Significant slowdown in March. Alphabet CFO Ruth Porat said, “Performance was strong during the first two months of the quarter, but then in March we experienced a significant slowdown in ad revenues.” Based on strong performance during the first two months, revenue was up 13% year over year, while earnings per share were down. Here’s the revenue breakdown for key segments:
- Search and other ad revenue: $33.76 billion
- YouTube ad revenue: $4.04 billion
- Cloud-based revenues: $2.78 billion
- Traffic acquisition costs: $7.45 billion
Ad revenue on YouTube was up more than 33% year over year but down 14% sequentially. Advertising still constitutes 82% of Google’s total revenue.
Positive spin. There are different ways to react to Google’s earnings report: a) it could have been much worse or b) this confirms that the industry faces a major ad slump or c) Google, Facebook and Amazon will be ok, others not so much.
Ad forecaster eMarketer characterized the results as “in line with our relatively optimistic scenarios for digital advertising in Q1.” Indeed, some people are putting a very positive spin on the company’s earnings. Wall Street also likes the results and Google’s stock is up in after-hours trading.

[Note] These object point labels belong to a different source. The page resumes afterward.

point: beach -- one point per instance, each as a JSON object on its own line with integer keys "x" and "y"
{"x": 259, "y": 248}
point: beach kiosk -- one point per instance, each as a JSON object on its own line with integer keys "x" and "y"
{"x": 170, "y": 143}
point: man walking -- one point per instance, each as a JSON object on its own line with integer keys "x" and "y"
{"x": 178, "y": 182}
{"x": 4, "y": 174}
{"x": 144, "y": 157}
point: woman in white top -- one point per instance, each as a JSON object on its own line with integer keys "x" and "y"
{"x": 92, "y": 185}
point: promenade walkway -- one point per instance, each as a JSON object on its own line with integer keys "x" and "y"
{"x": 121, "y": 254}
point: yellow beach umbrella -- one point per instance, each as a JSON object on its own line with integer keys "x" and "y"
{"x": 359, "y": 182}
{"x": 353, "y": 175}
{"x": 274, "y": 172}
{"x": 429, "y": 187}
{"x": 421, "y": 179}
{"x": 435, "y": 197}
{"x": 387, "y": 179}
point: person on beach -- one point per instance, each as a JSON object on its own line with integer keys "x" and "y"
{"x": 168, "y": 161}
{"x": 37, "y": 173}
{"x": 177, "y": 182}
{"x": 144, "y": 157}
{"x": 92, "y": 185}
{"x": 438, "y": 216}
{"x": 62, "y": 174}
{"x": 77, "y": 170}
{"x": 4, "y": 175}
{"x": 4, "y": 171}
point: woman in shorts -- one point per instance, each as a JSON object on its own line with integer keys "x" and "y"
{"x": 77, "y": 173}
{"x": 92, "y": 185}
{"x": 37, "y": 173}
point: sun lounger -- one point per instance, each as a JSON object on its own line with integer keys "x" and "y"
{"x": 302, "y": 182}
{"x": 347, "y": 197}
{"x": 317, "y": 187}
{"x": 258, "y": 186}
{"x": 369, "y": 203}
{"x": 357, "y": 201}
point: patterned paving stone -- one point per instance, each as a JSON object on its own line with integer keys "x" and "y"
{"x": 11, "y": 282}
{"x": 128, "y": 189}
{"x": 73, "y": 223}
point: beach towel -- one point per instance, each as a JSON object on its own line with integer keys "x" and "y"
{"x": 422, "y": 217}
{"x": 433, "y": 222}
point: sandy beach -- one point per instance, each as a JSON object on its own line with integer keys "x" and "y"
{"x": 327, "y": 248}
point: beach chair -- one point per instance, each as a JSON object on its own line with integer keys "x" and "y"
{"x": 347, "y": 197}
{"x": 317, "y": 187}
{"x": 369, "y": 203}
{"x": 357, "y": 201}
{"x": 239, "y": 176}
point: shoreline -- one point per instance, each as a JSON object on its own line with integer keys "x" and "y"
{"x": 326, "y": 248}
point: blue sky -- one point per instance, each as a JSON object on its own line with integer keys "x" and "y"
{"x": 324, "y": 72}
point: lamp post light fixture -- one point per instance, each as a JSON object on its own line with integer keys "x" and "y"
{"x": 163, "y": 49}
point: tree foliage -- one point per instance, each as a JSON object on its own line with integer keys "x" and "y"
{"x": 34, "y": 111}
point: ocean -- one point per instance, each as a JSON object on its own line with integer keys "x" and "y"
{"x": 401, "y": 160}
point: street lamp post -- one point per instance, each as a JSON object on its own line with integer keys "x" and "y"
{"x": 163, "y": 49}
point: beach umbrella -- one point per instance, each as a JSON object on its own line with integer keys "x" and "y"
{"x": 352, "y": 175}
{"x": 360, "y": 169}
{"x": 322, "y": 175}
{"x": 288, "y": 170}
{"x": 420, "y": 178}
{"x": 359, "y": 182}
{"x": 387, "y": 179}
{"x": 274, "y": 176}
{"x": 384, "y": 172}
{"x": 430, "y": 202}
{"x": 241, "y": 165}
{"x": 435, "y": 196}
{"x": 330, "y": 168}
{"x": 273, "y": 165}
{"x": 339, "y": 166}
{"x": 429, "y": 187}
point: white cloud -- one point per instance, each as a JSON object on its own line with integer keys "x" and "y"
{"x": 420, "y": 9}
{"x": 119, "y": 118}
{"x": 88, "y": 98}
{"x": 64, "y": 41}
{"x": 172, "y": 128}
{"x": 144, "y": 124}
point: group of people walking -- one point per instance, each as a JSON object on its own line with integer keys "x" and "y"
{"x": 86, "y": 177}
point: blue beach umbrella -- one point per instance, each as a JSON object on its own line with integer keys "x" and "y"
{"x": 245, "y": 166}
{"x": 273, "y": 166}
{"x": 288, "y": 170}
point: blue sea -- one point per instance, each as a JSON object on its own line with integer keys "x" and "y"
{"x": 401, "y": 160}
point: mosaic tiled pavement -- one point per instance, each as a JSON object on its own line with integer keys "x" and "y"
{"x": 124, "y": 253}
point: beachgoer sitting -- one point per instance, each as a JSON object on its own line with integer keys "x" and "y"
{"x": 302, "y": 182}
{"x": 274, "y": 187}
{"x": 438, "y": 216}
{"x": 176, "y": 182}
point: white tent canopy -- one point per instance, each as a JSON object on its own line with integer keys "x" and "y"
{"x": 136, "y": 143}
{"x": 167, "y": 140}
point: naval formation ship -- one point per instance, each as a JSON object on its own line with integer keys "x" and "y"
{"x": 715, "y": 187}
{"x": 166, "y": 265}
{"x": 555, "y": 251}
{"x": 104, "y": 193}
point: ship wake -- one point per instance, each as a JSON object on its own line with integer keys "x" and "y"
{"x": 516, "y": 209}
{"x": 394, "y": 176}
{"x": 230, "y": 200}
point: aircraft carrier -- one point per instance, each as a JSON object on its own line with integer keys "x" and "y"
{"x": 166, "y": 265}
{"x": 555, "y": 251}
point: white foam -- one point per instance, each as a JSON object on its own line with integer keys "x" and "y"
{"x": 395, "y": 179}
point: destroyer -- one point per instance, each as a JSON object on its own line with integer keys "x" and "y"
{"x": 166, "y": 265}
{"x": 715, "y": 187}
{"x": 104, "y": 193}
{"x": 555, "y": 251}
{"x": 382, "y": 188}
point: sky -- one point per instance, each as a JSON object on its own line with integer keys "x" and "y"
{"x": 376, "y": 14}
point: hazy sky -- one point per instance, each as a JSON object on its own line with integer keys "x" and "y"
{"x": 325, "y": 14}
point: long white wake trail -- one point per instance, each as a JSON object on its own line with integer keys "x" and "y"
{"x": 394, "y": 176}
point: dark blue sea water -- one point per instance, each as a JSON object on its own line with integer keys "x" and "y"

In March eMarketer revised its ad forecast to account for anticipated revenue declines, but still expects spending to grow this year by 7%. Others, such as Magna Global, expect 2020 ad spending to shrink. But both eMarketer and Magna Global said they believe ad spending will come back (to varying degrees) in the second half.
Why we care. Marketing budgets were disrupted in March, as reflected in Google’s earnings. But, historically, paid-search has been more “recession-proof” than other forms of digital advertising. We won’t truly know until later in the year.
The key to recovery is consumer spending and confidence in the economy. If consumers begin to spend again that will trigger more investments by advertisers. For now, Google’s Q1 results are something of an ink blot that can support both bullish and bearish views of the rest of the year.